Decision Tree

Builds a decision tree to predict Target Variable column value from Predictor Variable(s) column values.

Input Data

Input data should contain following columns.

  • Target Variable - Column that has values to be predicted by the decision tree. It can be of categorical (binary or multi-class) or nuneric value.

  • Predictor Variable(s) - Column(s) that has values on which the prediction by decision tree is based.


  • Decision Tree

    • Min Size for Node before Split - Split is performed only if the sample size for the node is at least this size.

    • Min Size for Terminal Node - Split is not performed if it would make size of any of the resulting nodes smaller than this size.

    • Min Improvement Rate by Split - Split is not performed if it does not improve the fit of the tree by this ratio.

    • Max Levels for Tree Depth - Max depth of the resulting tree. Root node is counted as level 0.

  • Binary Classification

    • Cut Point for TRUE/FALSE - Cut point of predicted probability to be TRUE to decide whether a sample is classified as TRUE or FALSE.

  • Data Preprocessing

    • Sample Data Size - Number of rows to sample before building decision tree.

    • Random Seed - Seed used to generate random numbers. Specify this value to always reproduce the same result.

    • Max # of Categories for Target Variable - If categorical Target Variable column has more categories than this number, less frequent categories are combined into 'Other' category.

    • Max # of Categories for Predictor Vars - If categorical predictor column has more categories than this number, less frequent categories are combined into 'Other' category.

  • Imbalanced Data Adjustment

    • Adjust Imbalanced Data - Adjust imbalance of data in Target Variable (e.g.

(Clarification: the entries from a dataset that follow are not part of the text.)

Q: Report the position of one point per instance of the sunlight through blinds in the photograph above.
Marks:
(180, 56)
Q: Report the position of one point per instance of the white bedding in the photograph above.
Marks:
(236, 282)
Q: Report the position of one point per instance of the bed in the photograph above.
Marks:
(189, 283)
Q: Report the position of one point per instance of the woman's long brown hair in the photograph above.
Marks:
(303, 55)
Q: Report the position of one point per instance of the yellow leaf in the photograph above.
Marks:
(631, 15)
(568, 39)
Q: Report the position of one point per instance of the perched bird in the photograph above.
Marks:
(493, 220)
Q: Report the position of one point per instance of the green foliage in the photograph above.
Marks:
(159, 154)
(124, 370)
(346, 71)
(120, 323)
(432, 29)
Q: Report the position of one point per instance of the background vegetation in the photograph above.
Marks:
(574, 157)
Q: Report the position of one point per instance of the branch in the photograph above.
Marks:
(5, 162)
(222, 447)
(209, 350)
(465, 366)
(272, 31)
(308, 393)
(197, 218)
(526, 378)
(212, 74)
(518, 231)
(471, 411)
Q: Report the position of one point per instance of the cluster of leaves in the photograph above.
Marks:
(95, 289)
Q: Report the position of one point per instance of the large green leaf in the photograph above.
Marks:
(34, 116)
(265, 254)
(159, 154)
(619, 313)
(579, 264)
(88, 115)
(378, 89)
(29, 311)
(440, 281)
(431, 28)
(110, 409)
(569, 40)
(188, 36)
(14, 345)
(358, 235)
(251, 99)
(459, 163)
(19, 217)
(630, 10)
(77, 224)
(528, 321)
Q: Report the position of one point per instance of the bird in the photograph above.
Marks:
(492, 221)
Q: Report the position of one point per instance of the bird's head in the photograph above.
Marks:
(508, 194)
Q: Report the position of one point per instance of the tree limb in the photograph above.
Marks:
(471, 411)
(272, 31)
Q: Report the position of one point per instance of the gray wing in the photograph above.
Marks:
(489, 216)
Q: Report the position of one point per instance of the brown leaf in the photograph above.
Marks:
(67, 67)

FALSE being majority and TRUE being minority.) by SMOTE (Synthetic Minority Over-sampling Technique) altorithm.

    • Target % of Minority Data

    • Maximum % Increase for Minority Size

    • Neighbors to Sample for Populating Data

  • Evaluation

    • Test Mode - Enables/Disables Test Mode, where data is split into training data and test data for evaluation of the resulting Decision Tree model.

    • Ratio for Test Data - Ratio of test data to select from the entire data. Default is 0.3.

    • Data Splitting Method

      • Random - Test data is randomly sampled from the original data.

      • Reserve Order in Data - Data that shows up later in the original data is used as test data.

How to Use This Feature

  1. Click Analytics View tab.

  2. If necessary, click "+" button on the left of existing Analytics tabs, to create a new Analytics.

  3. Select "Decision Tree" for Type.

  4. Select Target Variable column that you want to predict with the decision tree.

  5. Select Predictor Variable(s) columns to be the basis of the prediction by the decison tree.

  6. Click Run button to run the analytics.

  7. Select view type by clicking view type link to see each type of generated visualization.